Church roofs have been causing problems
(c) Micah68 - creative commons
Insurers are still paying out around £1 million every week, against claims of metal thefts from a variety of industrial and other targets.
The recent news that the memorial to two little boys killed in IRA bomb attacks on Warrington, Cheshire, was taken by thieves who can expect to get a mere £30.00 as scrap value, is more proof that metal thefts are still on the increase around the UK.
Along with telephone and train lines, churches are one of the most popular targets for thieves who see the relatively unguarded swathes of copper and lead on church roofs as rich pickings.
And hard pushed police are struggling to keep an eye on vulnerable targets. Even when a church has been targeted multiple times it is sometimes up to locals to keep a watch out for miscreants.
A good example of this is the Reverend Chris Colledge who took action after losing thousands of pounds worth of lead from the roof of St Stephen's Church in Bournemouth, Dorset.
Officers had told him it would take months of surveillance to catch the crooks who had repeatedly targeted his roof.
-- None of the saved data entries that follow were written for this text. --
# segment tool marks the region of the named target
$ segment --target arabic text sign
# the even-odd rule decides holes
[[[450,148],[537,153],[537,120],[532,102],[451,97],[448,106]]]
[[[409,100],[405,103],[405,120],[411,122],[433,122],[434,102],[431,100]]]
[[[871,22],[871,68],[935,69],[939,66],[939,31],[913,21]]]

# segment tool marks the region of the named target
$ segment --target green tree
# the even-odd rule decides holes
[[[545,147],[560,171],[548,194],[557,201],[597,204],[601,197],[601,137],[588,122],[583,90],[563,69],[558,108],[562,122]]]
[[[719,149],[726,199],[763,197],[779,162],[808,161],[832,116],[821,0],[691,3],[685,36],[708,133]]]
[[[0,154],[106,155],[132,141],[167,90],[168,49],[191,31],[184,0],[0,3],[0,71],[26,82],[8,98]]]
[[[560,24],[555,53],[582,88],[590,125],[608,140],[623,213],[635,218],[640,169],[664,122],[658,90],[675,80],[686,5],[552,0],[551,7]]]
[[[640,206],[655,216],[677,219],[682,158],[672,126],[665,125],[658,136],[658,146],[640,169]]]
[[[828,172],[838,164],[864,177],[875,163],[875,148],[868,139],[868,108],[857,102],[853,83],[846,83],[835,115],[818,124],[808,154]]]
Fearing further thefts, Rev Colledge launched his own stakeout. In the early hours of the morning he spotted a suspicious character shinning up a drain pipe. The miscreant then went on to start cutting lead tiles off the roof.
The vigilant vicar immediately called in the police, who arrested local man Andrew Millar while he was still up on the roof.
Miller, 36, pleaded guilty to theft and received a two-year custodial sentence.
Rev Colledge is not the only priest keeping a night watch. Across the country, clergymen are beginning to go to great lengths to protect their buildings.
In Cleethorpes, North East Lincolnshire, Reverend Richard Holden has camped out and carried out early hours patrols at the Parish church of Old Clee.
When thieves took the lead from the roof of the vestry, the grade one listed building - which dates back to 9th century Saxon times, began to suffer from water damage and cost thousands of pounds to repair. This is despite the original roof having been marked with Smartwater which is intended to discourage metal thieves.
Now Rev Holden is applying for planning permission to replace the metal roof sections with slate.
But as metal thefts show no sign of abating, and the police seem more or less powerless to prevent them, do we now need more clergymen to start patrolling their churchyards?